Desde pequena ouço algumas dessas histórias. Mas, por ainda ser pequena, não sabia dimensionar
o quanto de vivência aquela mulher trazia consigo. Com a disciplina de Biografia, depois de algumas
escolhas equivocadas, cheguei novamente até essas histórias e me deparei com a vontade de contá-
las aqui, nesse livro.

Quando questionada por minha mãe se ela aceitava participar desse projeto comigo ela ficou
extremamente feliz e lisonjeada. Esclareci que precisaria que ela me contasse o máximo de histórias
possíveis, incluindo aquelas das quais ela tinha algum tipo de vergonha ou constrangimento. Logo
ela me disse “minha vida é um livro aberto”.

Fui recebida pela primeira vez na casa de Edson, o filho dela, que você ainda lerá muito sobre
nessa história.

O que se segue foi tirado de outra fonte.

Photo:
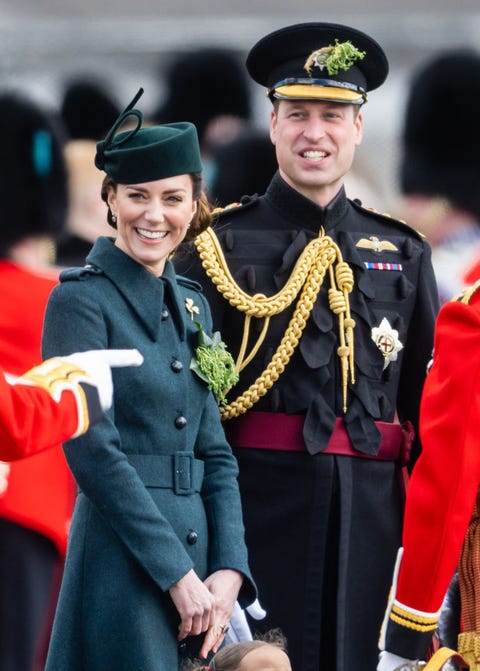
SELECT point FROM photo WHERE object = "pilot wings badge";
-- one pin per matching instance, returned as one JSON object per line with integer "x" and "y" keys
{"x": 376, "y": 245}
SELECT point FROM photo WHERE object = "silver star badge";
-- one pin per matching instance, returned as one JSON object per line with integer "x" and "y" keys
{"x": 386, "y": 339}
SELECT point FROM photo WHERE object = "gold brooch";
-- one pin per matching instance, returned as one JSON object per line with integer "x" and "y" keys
{"x": 191, "y": 307}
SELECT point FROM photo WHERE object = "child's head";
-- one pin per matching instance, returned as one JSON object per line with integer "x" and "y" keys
{"x": 268, "y": 654}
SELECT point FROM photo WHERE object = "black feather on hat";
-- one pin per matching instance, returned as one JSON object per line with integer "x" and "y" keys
{"x": 88, "y": 110}
{"x": 441, "y": 137}
{"x": 33, "y": 176}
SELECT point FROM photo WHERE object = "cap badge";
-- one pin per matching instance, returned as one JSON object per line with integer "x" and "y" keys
{"x": 376, "y": 245}
{"x": 334, "y": 57}
{"x": 386, "y": 339}
{"x": 191, "y": 308}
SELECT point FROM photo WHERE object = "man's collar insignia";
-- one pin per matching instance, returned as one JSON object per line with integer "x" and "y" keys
{"x": 376, "y": 245}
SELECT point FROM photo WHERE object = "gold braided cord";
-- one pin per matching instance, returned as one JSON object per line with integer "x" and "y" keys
{"x": 469, "y": 581}
{"x": 307, "y": 277}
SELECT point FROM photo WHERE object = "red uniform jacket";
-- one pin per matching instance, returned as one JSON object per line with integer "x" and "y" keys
{"x": 40, "y": 489}
{"x": 445, "y": 480}
{"x": 32, "y": 418}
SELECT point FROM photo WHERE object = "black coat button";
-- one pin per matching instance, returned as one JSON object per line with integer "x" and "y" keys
{"x": 181, "y": 422}
{"x": 176, "y": 366}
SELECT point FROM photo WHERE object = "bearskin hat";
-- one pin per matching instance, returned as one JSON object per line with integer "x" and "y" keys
{"x": 441, "y": 136}
{"x": 33, "y": 175}
{"x": 203, "y": 84}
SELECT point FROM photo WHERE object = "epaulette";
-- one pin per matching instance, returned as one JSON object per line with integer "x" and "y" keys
{"x": 188, "y": 283}
{"x": 232, "y": 208}
{"x": 74, "y": 274}
{"x": 466, "y": 295}
{"x": 385, "y": 216}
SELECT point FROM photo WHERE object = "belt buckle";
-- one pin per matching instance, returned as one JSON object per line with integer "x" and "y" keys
{"x": 183, "y": 473}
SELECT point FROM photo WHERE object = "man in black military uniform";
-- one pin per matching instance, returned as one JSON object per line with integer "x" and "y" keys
{"x": 329, "y": 309}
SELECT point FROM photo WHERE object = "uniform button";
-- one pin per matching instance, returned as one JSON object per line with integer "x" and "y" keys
{"x": 181, "y": 422}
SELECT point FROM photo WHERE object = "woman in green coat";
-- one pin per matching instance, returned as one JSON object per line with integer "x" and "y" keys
{"x": 156, "y": 556}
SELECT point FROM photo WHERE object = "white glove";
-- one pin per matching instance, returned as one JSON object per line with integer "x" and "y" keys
{"x": 98, "y": 364}
{"x": 389, "y": 662}
{"x": 238, "y": 627}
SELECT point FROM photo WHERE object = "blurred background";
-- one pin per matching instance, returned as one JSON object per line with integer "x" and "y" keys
{"x": 126, "y": 44}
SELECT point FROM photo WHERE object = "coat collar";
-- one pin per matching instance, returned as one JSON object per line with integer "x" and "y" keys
{"x": 298, "y": 208}
{"x": 141, "y": 289}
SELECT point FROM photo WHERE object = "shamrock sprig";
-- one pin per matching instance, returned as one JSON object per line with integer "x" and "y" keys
{"x": 335, "y": 57}
{"x": 214, "y": 364}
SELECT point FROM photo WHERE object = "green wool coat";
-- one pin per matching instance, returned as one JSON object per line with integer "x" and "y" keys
{"x": 157, "y": 481}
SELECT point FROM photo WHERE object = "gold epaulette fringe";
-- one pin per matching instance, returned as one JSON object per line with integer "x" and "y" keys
{"x": 466, "y": 295}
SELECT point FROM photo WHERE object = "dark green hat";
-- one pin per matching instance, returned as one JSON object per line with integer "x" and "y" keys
{"x": 150, "y": 153}
{"x": 318, "y": 61}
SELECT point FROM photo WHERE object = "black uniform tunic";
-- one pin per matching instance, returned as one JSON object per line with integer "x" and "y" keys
{"x": 323, "y": 530}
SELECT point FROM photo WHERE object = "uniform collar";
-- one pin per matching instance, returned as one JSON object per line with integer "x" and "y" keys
{"x": 303, "y": 212}
{"x": 141, "y": 289}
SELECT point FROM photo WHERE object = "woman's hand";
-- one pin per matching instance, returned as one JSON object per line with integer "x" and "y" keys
{"x": 224, "y": 585}
{"x": 195, "y": 604}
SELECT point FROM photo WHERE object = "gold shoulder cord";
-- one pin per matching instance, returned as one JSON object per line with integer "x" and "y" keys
{"x": 466, "y": 295}
{"x": 307, "y": 276}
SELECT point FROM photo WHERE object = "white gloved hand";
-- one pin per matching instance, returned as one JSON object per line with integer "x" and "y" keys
{"x": 239, "y": 629}
{"x": 387, "y": 661}
{"x": 98, "y": 364}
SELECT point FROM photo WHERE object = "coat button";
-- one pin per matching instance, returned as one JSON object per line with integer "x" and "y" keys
{"x": 181, "y": 422}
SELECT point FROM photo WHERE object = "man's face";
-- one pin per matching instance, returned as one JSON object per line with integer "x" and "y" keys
{"x": 315, "y": 143}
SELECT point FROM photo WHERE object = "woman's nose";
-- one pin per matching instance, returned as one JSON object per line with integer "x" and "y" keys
{"x": 155, "y": 211}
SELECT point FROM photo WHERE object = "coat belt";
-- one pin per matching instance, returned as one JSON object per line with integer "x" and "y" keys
{"x": 279, "y": 431}
{"x": 180, "y": 471}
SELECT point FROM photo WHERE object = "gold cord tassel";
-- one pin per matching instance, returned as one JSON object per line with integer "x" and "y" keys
{"x": 306, "y": 279}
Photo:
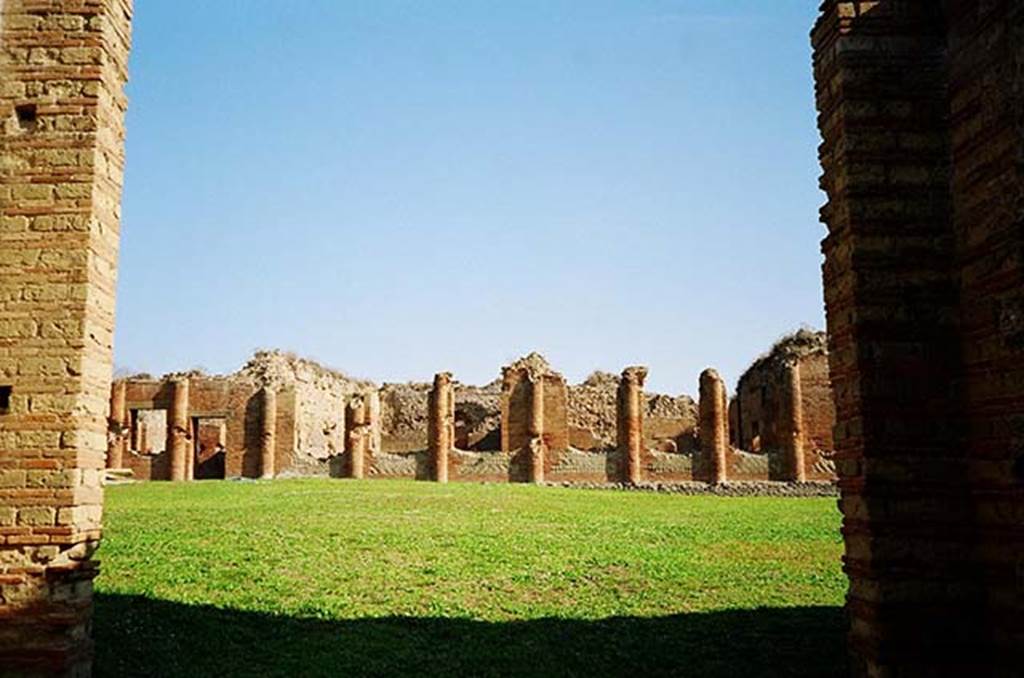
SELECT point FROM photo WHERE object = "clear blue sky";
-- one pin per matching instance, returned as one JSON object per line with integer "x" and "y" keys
{"x": 398, "y": 187}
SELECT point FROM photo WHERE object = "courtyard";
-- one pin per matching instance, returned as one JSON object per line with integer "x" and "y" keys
{"x": 316, "y": 577}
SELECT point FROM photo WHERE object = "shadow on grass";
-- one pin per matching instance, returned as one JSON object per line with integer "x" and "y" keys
{"x": 137, "y": 636}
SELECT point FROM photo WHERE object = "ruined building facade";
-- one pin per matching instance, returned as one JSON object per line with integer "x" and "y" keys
{"x": 783, "y": 404}
{"x": 285, "y": 416}
{"x": 922, "y": 116}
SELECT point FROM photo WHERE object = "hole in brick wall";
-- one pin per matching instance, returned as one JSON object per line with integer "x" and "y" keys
{"x": 28, "y": 116}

Celi estava pintando as unhas. Ganhei logo que cheguei um abraço dela e da
cachorrinha, que, enfeitada com lacinhos cor-de-rosa nas orelhas, de pé ficava do meu tamanho. Lá
dentro, uma casa imensa e aconchegante, com cheiro de bolo saído do forno e crianças correndo pra
todos os lados.

Senti-me muito bem acolhida por aquele clima familiar. Fui sendo apresentada à casa, uma chuva
começou a cair fina. Conheci a horta, onde seu filho cultivava, mesmo em casa, a paixão por plantar,
o salão de festas, a sala de estar. Tudo tão aconchegante que em momento algum me senti intimidada
de fazer alguma pergunta ou comentar sobre algo.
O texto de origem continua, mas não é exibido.